Empêcher Teilhard d’éditer ses livres de base était une gigantesque erreur commise par l’Eglise ; que d’énergie et de temps gaspillé. Ecrire un catéchisme expliquant la cosmogénèse était possible. C’est dure à reconnaître mais il faut le faire, dans quel que domaine que ce soit rares sont les personnes âgées qui ont accepté de faire évoluer les structures, les dogmes et les habitudes, c'est cela le conservatisme.

4- CONCLUSION
-Page 97 Teilhard met le mot résignation au premier rang. Je n’aime pas ce mot qui a un sens négatif et malheureusement confondu avec détachement lequel, au contraire, a un sens de réflexion, d’action. Les non-chrétiens d’ailleurs ne s’y trompent pas puisqu’ils qualifient la résignation d’opium religieux. Le détachement est l’une des formes de la sagesse ; il n’est pas subi mais voulu.

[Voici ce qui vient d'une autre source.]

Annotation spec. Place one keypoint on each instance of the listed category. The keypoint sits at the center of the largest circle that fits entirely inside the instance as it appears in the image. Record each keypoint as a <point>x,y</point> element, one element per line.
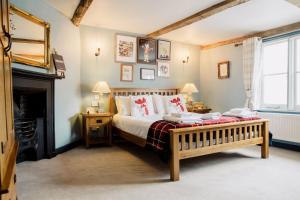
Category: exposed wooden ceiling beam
<point>198,16</point>
<point>80,11</point>
<point>295,2</point>
<point>263,34</point>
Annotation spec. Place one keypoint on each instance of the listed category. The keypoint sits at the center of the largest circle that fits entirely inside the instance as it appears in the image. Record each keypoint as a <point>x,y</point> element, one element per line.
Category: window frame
<point>291,105</point>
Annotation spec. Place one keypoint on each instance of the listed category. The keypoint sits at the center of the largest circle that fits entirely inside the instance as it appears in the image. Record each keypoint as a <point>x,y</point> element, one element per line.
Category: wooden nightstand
<point>92,124</point>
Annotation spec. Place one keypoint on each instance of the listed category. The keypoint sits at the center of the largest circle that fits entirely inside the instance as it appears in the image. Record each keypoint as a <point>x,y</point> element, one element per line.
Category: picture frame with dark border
<point>146,51</point>
<point>223,70</point>
<point>126,73</point>
<point>147,74</point>
<point>163,68</point>
<point>163,50</point>
<point>125,48</point>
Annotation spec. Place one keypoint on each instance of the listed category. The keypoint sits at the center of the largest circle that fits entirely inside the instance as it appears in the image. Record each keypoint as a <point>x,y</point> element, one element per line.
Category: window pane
<point>275,58</point>
<point>298,54</point>
<point>298,89</point>
<point>275,89</point>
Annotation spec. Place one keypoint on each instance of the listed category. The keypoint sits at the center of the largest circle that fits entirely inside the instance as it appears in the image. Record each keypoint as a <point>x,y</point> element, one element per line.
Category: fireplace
<point>34,114</point>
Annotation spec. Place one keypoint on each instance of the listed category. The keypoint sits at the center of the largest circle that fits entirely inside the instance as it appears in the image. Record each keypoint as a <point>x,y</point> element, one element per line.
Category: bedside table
<point>93,123</point>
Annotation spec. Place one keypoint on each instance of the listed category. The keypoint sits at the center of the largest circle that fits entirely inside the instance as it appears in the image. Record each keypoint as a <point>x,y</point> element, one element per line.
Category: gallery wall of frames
<point>131,50</point>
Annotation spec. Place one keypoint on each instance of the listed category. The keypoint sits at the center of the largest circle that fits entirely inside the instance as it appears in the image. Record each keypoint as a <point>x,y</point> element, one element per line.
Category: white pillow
<point>123,105</point>
<point>158,102</point>
<point>141,106</point>
<point>175,104</point>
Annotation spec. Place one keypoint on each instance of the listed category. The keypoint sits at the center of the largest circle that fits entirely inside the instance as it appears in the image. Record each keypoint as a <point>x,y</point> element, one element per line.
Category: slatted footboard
<point>198,141</point>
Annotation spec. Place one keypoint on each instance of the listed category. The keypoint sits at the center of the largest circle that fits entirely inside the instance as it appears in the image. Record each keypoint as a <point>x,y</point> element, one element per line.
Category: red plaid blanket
<point>158,137</point>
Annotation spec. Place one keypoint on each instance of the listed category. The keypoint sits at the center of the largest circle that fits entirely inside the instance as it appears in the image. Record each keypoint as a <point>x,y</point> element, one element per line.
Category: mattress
<point>137,126</point>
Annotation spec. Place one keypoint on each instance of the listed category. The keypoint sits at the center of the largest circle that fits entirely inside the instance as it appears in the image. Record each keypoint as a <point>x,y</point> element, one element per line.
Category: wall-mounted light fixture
<point>97,53</point>
<point>186,60</point>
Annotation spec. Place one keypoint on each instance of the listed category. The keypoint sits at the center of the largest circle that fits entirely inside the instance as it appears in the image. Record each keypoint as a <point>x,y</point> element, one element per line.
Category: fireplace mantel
<point>26,80</point>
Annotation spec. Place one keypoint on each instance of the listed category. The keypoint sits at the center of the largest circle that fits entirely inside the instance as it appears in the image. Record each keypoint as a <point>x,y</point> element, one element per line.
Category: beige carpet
<point>129,172</point>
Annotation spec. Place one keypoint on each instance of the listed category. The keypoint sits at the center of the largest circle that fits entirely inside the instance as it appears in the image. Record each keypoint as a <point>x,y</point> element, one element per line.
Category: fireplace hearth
<point>34,114</point>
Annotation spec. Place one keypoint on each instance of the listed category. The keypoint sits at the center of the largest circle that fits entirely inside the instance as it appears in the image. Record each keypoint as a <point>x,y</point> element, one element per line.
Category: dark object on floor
<point>30,136</point>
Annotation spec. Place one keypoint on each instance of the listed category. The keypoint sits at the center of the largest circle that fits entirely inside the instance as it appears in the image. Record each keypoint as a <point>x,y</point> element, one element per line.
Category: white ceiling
<point>145,16</point>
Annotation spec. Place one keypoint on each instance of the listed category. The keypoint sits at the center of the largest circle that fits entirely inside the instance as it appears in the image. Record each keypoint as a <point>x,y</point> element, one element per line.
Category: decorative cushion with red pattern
<point>175,104</point>
<point>141,106</point>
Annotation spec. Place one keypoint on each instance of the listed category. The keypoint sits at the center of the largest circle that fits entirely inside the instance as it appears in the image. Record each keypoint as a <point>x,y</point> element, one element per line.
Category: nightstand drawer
<point>99,120</point>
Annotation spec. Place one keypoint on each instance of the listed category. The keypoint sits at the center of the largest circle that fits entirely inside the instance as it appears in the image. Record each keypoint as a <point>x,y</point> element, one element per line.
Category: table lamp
<point>101,87</point>
<point>189,88</point>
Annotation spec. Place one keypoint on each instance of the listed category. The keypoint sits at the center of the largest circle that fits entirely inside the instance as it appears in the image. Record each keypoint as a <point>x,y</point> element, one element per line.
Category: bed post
<point>265,144</point>
<point>174,162</point>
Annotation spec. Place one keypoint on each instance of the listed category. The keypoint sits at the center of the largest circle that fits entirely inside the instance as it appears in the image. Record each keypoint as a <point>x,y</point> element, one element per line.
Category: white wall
<point>105,68</point>
<point>65,38</point>
<point>222,94</point>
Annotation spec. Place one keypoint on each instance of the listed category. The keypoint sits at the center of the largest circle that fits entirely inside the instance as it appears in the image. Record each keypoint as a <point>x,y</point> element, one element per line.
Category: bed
<point>192,141</point>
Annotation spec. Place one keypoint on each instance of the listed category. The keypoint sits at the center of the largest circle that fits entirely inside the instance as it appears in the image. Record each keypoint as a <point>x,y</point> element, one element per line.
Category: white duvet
<point>137,126</point>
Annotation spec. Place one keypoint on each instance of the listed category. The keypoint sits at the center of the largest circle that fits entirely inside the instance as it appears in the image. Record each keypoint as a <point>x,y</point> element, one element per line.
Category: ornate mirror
<point>30,38</point>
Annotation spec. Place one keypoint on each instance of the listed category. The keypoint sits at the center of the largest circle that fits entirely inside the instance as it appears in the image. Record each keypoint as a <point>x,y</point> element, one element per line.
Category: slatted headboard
<point>137,91</point>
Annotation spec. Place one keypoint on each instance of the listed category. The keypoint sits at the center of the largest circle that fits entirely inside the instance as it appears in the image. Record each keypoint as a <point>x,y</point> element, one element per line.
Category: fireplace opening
<point>30,111</point>
<point>34,114</point>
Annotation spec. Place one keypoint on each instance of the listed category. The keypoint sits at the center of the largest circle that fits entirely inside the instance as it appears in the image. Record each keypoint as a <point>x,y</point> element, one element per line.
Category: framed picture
<point>125,49</point>
<point>146,51</point>
<point>164,50</point>
<point>126,72</point>
<point>163,69</point>
<point>147,74</point>
<point>223,70</point>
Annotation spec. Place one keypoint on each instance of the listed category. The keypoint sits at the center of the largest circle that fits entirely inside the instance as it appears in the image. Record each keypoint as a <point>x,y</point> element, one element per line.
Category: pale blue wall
<point>65,38</point>
<point>105,68</point>
<point>222,95</point>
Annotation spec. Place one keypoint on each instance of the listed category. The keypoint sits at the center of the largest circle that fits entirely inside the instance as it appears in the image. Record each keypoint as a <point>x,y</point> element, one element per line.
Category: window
<point>281,74</point>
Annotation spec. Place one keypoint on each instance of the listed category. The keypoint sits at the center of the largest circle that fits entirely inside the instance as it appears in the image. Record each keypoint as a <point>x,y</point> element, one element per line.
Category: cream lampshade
<point>189,88</point>
<point>101,87</point>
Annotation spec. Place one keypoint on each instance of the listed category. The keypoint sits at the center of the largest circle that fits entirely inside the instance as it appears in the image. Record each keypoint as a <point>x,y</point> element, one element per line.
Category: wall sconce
<point>97,53</point>
<point>186,61</point>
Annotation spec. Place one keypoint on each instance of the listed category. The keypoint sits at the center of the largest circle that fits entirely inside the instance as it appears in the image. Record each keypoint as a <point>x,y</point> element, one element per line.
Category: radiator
<point>284,126</point>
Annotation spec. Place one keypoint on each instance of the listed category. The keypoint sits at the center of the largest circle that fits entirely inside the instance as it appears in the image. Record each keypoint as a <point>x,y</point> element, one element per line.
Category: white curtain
<point>252,71</point>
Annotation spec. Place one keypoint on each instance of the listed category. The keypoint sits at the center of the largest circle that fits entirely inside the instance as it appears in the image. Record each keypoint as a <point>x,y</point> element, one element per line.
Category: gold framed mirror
<point>30,38</point>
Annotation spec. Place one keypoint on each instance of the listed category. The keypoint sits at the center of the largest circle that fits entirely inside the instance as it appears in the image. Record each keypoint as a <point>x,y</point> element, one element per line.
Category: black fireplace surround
<point>35,93</point>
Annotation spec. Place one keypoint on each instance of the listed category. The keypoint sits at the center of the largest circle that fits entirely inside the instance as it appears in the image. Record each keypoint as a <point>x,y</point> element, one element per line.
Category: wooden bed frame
<point>193,141</point>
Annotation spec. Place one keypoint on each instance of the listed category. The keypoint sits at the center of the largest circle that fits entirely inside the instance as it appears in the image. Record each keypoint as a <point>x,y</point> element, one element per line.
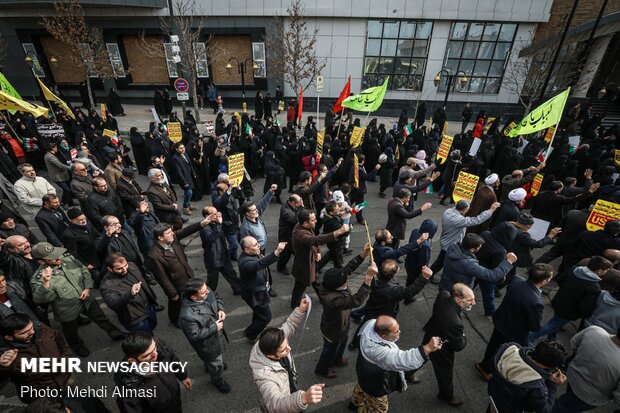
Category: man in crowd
<point>286,224</point>
<point>202,321</point>
<point>79,239</point>
<point>126,292</point>
<point>161,390</point>
<point>306,248</point>
<point>273,368</point>
<point>216,254</point>
<point>453,226</point>
<point>168,263</point>
<point>337,301</point>
<point>30,189</point>
<point>164,199</point>
<point>52,220</point>
<point>65,283</point>
<point>447,322</point>
<point>256,283</point>
<point>101,202</point>
<point>381,364</point>
<point>519,314</point>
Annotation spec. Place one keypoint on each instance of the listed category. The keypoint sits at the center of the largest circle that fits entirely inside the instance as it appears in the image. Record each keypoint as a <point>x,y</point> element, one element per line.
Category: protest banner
<point>602,212</point>
<point>174,131</point>
<point>51,132</point>
<point>356,136</point>
<point>210,128</point>
<point>235,169</point>
<point>536,182</point>
<point>444,148</point>
<point>465,187</point>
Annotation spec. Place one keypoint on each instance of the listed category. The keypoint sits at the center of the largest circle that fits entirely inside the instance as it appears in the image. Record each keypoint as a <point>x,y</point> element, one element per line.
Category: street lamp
<point>460,76</point>
<point>241,68</point>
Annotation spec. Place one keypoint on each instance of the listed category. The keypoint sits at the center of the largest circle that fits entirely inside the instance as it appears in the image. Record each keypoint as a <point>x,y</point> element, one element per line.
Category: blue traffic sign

-Dans cette même page Teilhard fait une remarque : « Après le dégoût de la Terre (par opposition au monde spirituel) les non-croyants reprochent aux Evangiles de répandre la passivité devant le mal ; cette accusation est plus efficace pour ralentir la progression du christianisme que les objections en provenance de la science et des philosophes. »
Cette remarque de Teilhard est curieuse, elle signifie qu’il en conclut le caractère subalterne que les non-croyants attribuent à la science et à la philosophie alors que selon lui de nombreux dogmes chrétiens sont surannés. Cette affaire m’amène à constater que Teilhard cite rarement les Evangiles dans ses écrits, en revanche St. Paul et les philosophes grecs sont très utilisés. Teilhard aurait-il peur de l’Ancien et du Nouveau Testament ?
La synthèse des deux points que je viens d’évoquer est la suivante : Teilhard est un grand scientifique et un grand philosophe mais son langage" jésuite" a beaucoup nui à la communication de sa pensée (sauf pour le tome-1). Alors c’est à nous maintenant, teilhardiens du XXIe siècle, de palier cette lacune.